27/02/2020
Google: Meet Meena, the Lifelike ChatBot.
Jupiter Research has projected that there will be 8 billion digital voice assistants in use by 2023, this is up from 2.5 billion at the end of 2018. Advances from Amazon, Apple, Google and Samsung will drive this across numerous surfaces from smartphones to smart devices (TV's & speakers) to wearables.
Current voice assistants still have a hard time interpreting what it is that consumers ask them to do and their accuracy rate has declined year over year according to Perficient Digital. Recognizing this, a team at Google Research published a paper last week that might be the start to solving to this critical issue.
The Next Web summarized the paper by writing, "The conversational neural network with 2.6 billion parameters can chat with people better than any AI generator out there. The team trained the model with 40 billion words — 341 GB of text data including social media conversations — using the seq2seq model.
"Seq2seq is a variation of Google’s Transformer — a neural network that compares words in a paragraph to each other to understand the relationship between them.

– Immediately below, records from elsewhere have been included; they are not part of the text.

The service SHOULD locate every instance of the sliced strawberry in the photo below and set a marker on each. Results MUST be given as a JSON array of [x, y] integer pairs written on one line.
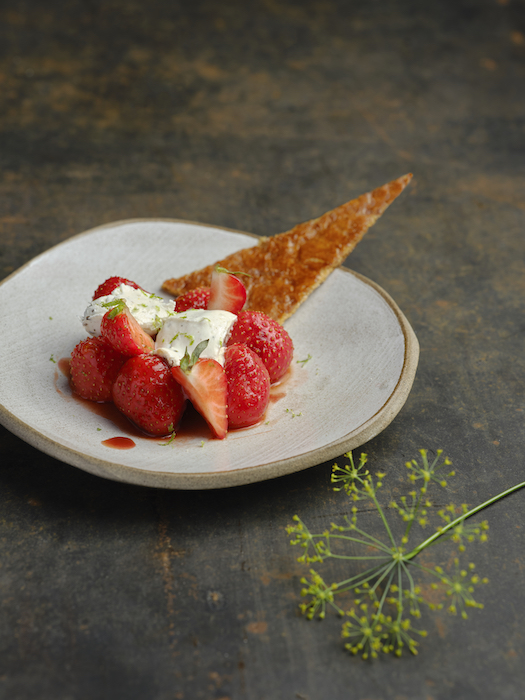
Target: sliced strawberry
[[266, 338], [104, 289], [227, 292], [123, 332], [94, 367], [194, 299], [205, 384], [146, 393], [248, 386]]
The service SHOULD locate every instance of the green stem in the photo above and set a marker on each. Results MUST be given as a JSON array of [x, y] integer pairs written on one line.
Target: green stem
[[453, 523]]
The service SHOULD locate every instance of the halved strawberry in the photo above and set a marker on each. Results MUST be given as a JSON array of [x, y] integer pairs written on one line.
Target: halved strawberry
[[146, 393], [111, 284], [123, 332], [266, 338], [248, 386], [94, 366], [227, 292], [204, 383], [194, 299]]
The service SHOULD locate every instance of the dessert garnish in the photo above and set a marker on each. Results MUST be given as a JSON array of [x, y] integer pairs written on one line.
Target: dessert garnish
[[284, 269]]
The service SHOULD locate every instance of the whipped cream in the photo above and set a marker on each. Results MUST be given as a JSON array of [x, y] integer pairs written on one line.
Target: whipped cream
[[185, 330], [149, 310]]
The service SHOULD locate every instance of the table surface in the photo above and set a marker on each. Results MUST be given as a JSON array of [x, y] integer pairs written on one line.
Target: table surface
[[256, 116]]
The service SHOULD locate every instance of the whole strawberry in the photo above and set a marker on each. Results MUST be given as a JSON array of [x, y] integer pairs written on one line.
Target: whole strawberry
[[266, 338], [112, 283], [194, 299], [248, 386], [146, 393], [94, 367]]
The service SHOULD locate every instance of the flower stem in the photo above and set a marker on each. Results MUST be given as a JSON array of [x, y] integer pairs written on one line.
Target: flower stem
[[460, 519]]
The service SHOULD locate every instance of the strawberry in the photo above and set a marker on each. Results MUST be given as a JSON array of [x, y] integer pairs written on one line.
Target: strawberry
[[266, 338], [204, 382], [123, 332], [94, 367], [248, 386], [194, 299], [146, 393], [227, 292], [111, 284]]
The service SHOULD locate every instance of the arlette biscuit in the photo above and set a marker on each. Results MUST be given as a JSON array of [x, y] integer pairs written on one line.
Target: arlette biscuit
[[284, 269]]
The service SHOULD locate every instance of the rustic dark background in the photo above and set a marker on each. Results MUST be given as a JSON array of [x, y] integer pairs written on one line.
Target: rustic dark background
[[258, 115]]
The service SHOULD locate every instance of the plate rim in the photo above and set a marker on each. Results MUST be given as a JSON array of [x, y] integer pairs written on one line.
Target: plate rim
[[242, 475]]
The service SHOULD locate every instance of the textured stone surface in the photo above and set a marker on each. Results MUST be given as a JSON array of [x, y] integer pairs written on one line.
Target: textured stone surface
[[257, 116]]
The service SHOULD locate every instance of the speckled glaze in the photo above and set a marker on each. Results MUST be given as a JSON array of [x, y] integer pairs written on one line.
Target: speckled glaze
[[363, 359]]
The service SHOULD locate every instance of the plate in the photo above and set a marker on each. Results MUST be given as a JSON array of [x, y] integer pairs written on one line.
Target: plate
[[355, 361]]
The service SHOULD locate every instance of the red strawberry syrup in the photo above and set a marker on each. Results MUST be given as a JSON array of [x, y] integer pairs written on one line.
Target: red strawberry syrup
[[119, 443], [193, 425]]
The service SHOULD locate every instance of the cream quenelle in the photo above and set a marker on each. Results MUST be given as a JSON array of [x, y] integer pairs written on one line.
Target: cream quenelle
[[185, 330], [149, 310]]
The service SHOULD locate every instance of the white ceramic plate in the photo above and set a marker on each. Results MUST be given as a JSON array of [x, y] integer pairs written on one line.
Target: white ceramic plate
[[363, 361]]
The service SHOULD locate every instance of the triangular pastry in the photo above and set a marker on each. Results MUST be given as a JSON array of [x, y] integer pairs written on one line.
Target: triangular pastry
[[284, 269]]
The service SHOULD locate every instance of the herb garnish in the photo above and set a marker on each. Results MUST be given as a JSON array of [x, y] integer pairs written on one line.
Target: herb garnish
[[386, 594]]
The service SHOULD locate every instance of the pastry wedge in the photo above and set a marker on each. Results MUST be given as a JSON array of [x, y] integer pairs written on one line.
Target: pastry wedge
[[283, 270]]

"Meena has a single evolved transformer encoder block and 13 evolved transformer decoder blocks. While encoder blocks help it understand the context of the conversation, decoders help it to form a response. Google claims Meena has 1.7x more model capacity and was trained on 8.5x more data than OpenAI’s GTP-2.
"The team of researchers also devised a new matric called Sensibleness and Specificity Average (SSA) to measure how sensible and specific a conversation or a response is."
What does this mean for brands? With the hardware side of conversational technology now easily embeddable in anything at scale due to Amazon's AWS IoT Core advances last year combined with this new approach to make the agent that lives on the device more intelligent, the future of voice interaction looks bright.
As we've been saying for some now, once consumers come to expect that the assistant be there auto-magically, brands will need to understand how to build experiences to meet them in these new, un-tethered moments, as doing so will unlock new contexts and opportunities to provide value.